# Definition of family unit?



## Amy_S (Jul 14, 2016)

Hi all,
We're filling out an application form and it states that we have to fill out Form 47a for members of family unit above 18 years of age.
My question is, what exactly is 'family unit'? The form says it 'may be' your partner and children. Apart from spouse and children, can the family unit include the applicant's mother as well? She is a dependent and is staying at the principal applicant's residence.

Thank you in advance!


----------



## kaju (Oct 31, 2011)

Amy_S said:


> Hi all,
> We're filling out an application form and it states that we have to fill out Form 47a for members of family unit above 18 years of age.
> My question is, what exactly is 'family unit'? The form says it 'may be' your partner and children. Apart from spouse and children, can the family unit include the applicant's mother as well? She is a dependent and is staying at the principal applicant's residence.
> 
> Thank you in advance!


No, you can't include the applicant's mother.

https://www.border.gov.au/Migrationagents/Pages/member-of-family-unit.aspx

From the link below: 

"Not all visas are the same. Read the requirements for the visa you 
are applying for to confirm who can be included in your 
application"

"A member of your family unit can be your:
• partner – married or de facto (same or opposite sex); or
• dependent child, up to 23 years of age (there are some 
exceptions, see below under ‘Eligible child"

https://www.border.gov.au/Forms/Documents/1496i.pdf

Also see: https://www.border.gov.au/Trav/Visa-1/124-
(Click on the "Visa applicants" tab, and select the drop-down item "Including family in your application")


----------



## Amy_S (Jul 14, 2016)

Thank you for the prompt response. Is there any way an applicant can sponsor his parents after receiving his permanent residence?


----------



## kaju (Oct 31, 2011)

Amy_S said:


> Thank you for the prompt response. Is there any way an applicant can sponsor his parents after receiving his permanent residence?


Yes, it may be possible via a parent visa after the applicant has 2 years in Australia as a permanent resident, if 50% or more of the parent's children are in Australia. 

However, the cheaper version of this visa may take many years to get (DIBP says up to 30), and the more expensive version that may take less than 2 years is nearly A$50,000 per parent.

https://www.border.gov.au/Trav/Brin/Pare

Another option is visiting on a visitor visa, but apparently there may also be a new 5 year temporary visa for parents of permanent residents available later in the year.

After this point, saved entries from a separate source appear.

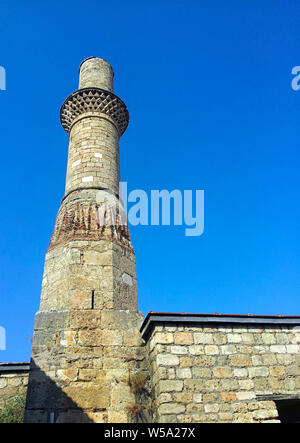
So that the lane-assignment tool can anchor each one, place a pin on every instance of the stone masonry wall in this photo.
(214, 374)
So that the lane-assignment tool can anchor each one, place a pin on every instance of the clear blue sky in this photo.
(208, 87)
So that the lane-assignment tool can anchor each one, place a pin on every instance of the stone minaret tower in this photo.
(86, 343)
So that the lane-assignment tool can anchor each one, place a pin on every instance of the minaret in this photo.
(86, 342)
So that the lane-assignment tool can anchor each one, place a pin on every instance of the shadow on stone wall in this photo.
(48, 403)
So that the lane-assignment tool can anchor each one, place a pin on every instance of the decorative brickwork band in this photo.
(94, 100)
(84, 220)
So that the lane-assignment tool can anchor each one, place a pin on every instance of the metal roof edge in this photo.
(154, 318)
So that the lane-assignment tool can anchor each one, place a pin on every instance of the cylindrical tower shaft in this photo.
(88, 322)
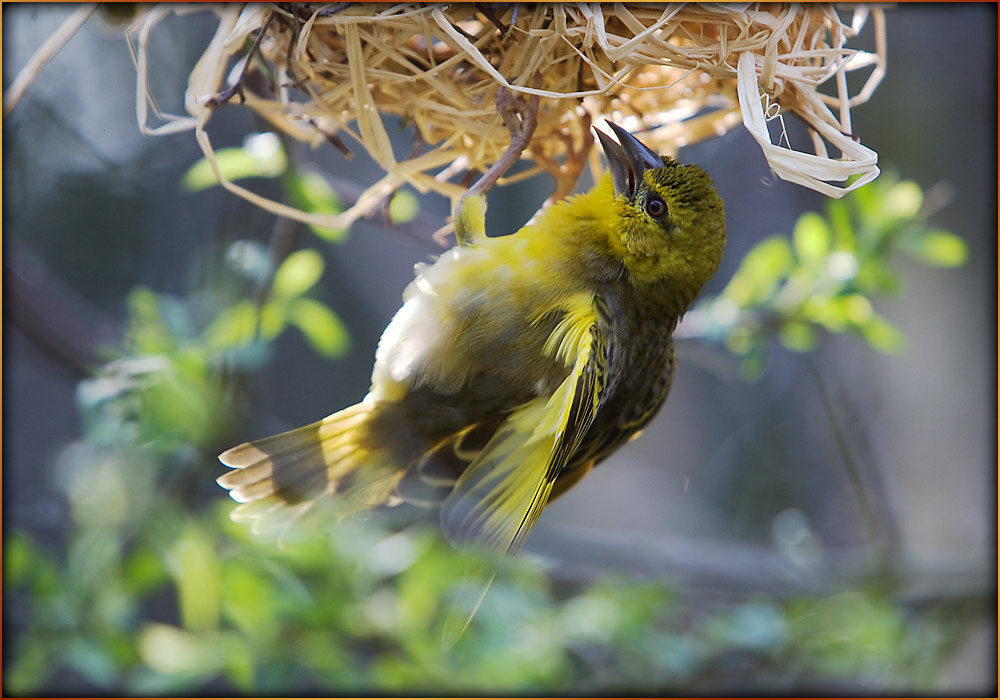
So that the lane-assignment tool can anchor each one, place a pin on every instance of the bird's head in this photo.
(668, 222)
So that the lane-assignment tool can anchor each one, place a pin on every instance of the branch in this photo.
(584, 554)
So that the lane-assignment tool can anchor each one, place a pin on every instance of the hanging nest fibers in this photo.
(481, 83)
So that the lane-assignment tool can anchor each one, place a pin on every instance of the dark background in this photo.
(92, 208)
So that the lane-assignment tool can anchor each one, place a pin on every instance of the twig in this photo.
(237, 87)
(877, 519)
(45, 53)
(521, 118)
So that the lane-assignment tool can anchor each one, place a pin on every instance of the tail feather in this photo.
(297, 467)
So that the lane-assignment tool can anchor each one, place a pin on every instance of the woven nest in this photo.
(675, 74)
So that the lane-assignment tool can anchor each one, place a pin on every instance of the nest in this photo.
(674, 74)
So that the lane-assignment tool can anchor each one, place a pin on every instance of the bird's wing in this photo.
(498, 498)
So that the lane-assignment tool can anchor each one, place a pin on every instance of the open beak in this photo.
(627, 161)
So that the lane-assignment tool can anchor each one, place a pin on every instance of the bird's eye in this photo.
(656, 207)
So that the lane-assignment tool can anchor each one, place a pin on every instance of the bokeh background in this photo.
(825, 523)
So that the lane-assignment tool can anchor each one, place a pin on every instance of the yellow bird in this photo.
(516, 363)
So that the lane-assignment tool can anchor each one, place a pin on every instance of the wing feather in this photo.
(498, 499)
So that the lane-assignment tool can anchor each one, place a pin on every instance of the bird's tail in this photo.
(284, 474)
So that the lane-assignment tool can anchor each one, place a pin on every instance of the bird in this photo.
(515, 364)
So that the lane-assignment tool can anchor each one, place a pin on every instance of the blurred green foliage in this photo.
(826, 276)
(155, 591)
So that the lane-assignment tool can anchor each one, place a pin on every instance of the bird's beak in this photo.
(627, 161)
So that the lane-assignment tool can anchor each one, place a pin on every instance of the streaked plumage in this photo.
(516, 363)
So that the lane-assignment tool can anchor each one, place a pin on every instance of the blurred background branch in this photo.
(807, 515)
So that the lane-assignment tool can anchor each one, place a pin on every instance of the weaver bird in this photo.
(516, 363)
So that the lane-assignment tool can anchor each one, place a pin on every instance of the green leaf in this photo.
(298, 273)
(273, 318)
(403, 207)
(323, 330)
(811, 238)
(902, 201)
(19, 556)
(194, 566)
(312, 193)
(169, 650)
(760, 272)
(233, 328)
(797, 336)
(261, 155)
(839, 217)
(938, 248)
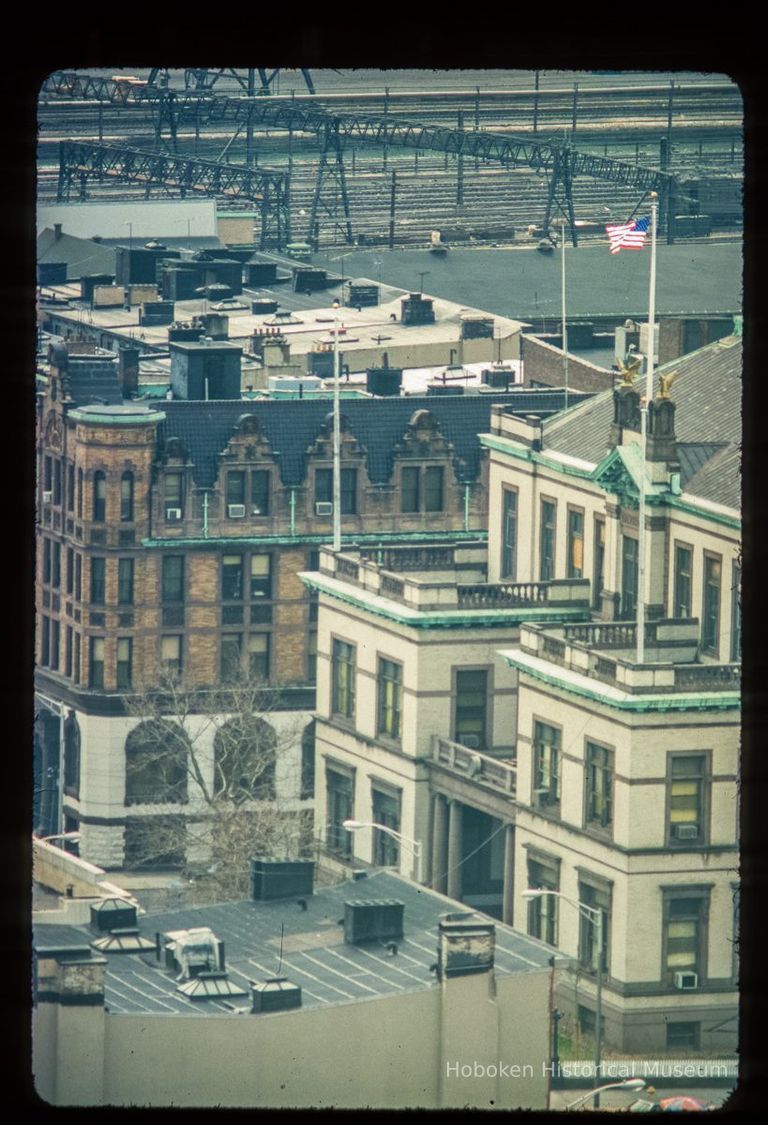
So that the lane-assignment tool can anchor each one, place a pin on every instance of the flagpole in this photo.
(565, 323)
(643, 433)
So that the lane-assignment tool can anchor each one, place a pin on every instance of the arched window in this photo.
(308, 762)
(244, 756)
(127, 497)
(99, 496)
(156, 758)
(71, 755)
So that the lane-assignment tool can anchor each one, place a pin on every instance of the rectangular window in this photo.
(387, 812)
(470, 709)
(232, 577)
(596, 899)
(70, 487)
(70, 570)
(575, 542)
(236, 487)
(543, 909)
(549, 513)
(54, 644)
(598, 568)
(173, 578)
(508, 533)
(599, 771)
(125, 582)
(99, 497)
(343, 669)
(688, 784)
(127, 497)
(545, 766)
(340, 803)
(711, 610)
(685, 921)
(735, 612)
(409, 488)
(173, 495)
(98, 581)
(261, 576)
(260, 492)
(349, 492)
(433, 488)
(231, 650)
(629, 608)
(323, 486)
(259, 656)
(124, 663)
(45, 641)
(170, 656)
(683, 578)
(390, 698)
(96, 677)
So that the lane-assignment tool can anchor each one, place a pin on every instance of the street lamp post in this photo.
(595, 917)
(336, 439)
(414, 845)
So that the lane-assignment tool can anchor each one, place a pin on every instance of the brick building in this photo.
(170, 538)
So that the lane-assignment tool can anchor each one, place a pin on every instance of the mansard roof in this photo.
(291, 426)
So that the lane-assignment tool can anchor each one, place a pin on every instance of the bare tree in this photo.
(206, 761)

Details unknown until the visa is announced though.


----------



## thonganster (May 18, 2017)

*Dependent age limit?*



kaju said:


> No, you can't include the applicant's mother.
> 
> border.gov.au/Migrationagents/Pages/member-of-family-unit.aspx]Member of Family Unit
> 
> ...



I have mix answer from different Migration agent about maximum age as a dependent that can include in the application, on immigration website said max 23 years old.

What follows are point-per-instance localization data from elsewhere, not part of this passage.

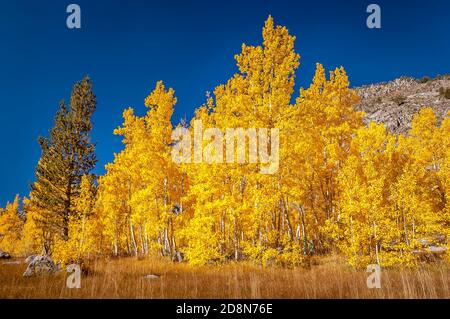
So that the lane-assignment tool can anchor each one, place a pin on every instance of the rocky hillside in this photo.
(394, 103)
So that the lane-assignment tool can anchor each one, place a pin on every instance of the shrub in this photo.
(425, 79)
(399, 99)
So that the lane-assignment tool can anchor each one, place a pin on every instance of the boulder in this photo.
(4, 255)
(40, 265)
(178, 257)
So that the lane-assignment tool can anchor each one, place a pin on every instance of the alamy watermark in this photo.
(262, 148)
(374, 279)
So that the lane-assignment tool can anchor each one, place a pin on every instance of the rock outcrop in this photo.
(395, 103)
(40, 265)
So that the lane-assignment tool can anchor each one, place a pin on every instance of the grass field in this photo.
(124, 278)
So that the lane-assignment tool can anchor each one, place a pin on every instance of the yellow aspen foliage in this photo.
(82, 228)
(143, 187)
(331, 184)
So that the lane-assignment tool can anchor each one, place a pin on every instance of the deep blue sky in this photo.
(126, 46)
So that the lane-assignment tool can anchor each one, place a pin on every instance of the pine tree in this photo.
(67, 155)
(11, 227)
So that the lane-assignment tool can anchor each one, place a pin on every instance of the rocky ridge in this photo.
(394, 103)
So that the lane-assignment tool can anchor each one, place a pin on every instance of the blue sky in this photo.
(126, 46)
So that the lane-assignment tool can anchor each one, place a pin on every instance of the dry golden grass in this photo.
(124, 278)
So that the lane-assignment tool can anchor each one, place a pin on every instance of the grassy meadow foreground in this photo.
(124, 278)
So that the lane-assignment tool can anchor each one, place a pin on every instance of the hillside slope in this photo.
(394, 103)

this link said new law from 19 November 2016
acacia-au.com/including-family-members-changes-from-19-November-2016.php

But if l click on the References link at the end 
legislation.gov.au/Details/F2016L01696/Download

it said "No longer in force" for the "Migration Legislation Amendment (2016 Measures No. 4) Regulation 2016"

So l wonder what is the exactly law now regarding dependent age that can be include as an dependent on the application.how can the immigration website have out date information?


----------



## twister68 (Sep 11, 2018)

Hi All,

What document do I need to submit as a proof of member of Unit for my spouse? Will it be only marriage certificate or some other proof?

Many Thanks.....

Regards


----------



## luvjd (Aug 10, 2017)

twister68 said:


> Hi All,
> 
> What document do I need to submit as a proof of member of Unit for my spouse? Will it be only marriage certificate or some other proof?
> 
> ...


Usually, the marriage certificate will be enough.


----------



## twister68 (Sep 11, 2018)

Thanks for your reply.

Do i need to give any house proof etc. and do I need to put any proof for my kid under 18?


----------



## pcdfrost (Sep 30, 2018)

twister68 said:


> Thanks for your reply.
> 
> Do i need to give any house proof etc. and do I need to put any proof for my kid under 18?


Usually Birth Certificate for children to show who their parents are.


----------



## twister68 (Sep 11, 2018)

Thanks, everyone for your replies.


----------